Does the studio send out bid proposals to major product’s advertising consultants?

For example, how did FedEx land their placement in Cast Away? I would think that since their plane crashed in that movie and the products didn’t make it to their destination, that that would actually be bad advertising ?!?

I was just watching another movie and they were drinking Rolling Rock in plain view and another beer that would of been Budweiser, but it wasn’t Budweiser, it was something weird and generic like Vudveiser.

So I took it as Budweiser didn’t want to pay for their beer to be in the movie, but Rolling Rock did?

What gives and how does this work? Who asks who when it comes to advertising in movies?

Two nitpicks: First, Fedex was not a paid product placement in Cast Away and second, Rolling Rock is owned by Anheuser-Busch, parent of Budweiser. (Still perhaps the product placement was for only the Rolling Rock brand.)

Learn something new everyday. Any other ideas as to how this works, though?

I don’t know the answers to everything you asked, but I know a couple.

Generally, the studio lets the advertisers know that there’s a marketing opportunity in a script – say, beer prominently figures in several scenes. Any beer sellers who are interested will line up, take a look at the script and decide whether they want to buy in.

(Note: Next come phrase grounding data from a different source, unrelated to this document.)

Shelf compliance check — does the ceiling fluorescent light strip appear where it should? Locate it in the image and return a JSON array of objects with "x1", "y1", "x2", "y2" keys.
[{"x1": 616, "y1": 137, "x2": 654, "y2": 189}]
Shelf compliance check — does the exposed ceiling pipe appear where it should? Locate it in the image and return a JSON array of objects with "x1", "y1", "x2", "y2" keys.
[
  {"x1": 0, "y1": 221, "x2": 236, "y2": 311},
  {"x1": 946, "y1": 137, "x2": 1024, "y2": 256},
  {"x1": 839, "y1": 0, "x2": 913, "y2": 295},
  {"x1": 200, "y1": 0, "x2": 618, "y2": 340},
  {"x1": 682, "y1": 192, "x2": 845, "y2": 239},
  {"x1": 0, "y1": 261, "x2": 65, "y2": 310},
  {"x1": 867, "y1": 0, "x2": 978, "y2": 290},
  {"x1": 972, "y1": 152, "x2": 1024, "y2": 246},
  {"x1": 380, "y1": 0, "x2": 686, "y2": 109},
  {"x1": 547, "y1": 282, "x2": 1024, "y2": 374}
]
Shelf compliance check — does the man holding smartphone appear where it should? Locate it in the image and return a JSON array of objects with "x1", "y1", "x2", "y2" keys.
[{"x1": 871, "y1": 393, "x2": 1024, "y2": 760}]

Every once in awhile, the would-be sponsors will line up and offer the studio a zillion billion dollars if only R2D2 and C3PO will wear Nike in the next Star Wars film.

And because major companies generally treat their brands individually, it wouldn’t be unusual for Budweiser to decide to buy into a film, but not Michelob.

Once you get past the basics, everything, and I mean EVERYTHING is negotiated to death.

I was involved in this particular type of marketing once (and only once, for which I’m grateful.) It wasn’t product placement, but having characters endorse a product. Here’s roughly how it went.

The manufacturer saw a natural fit between the characters and their product. In this case, the manufacturer approached the studio and offered to buy a tie-in.

The studio immediately started negotiating as to what level of endorsement they would accept (product in the background, product actually being used, characters endorsing the product, etc.)

Once we got the guidelines hammered out, we had to negotiate with the actors who played the characters, to get the rights to use their actual photos to advertise the product. The actors had their own ideas about what they would and would not allow their faces to be associated with, not to mention whether the endorsement included they, (the actors themselves), personally, or only the character they played.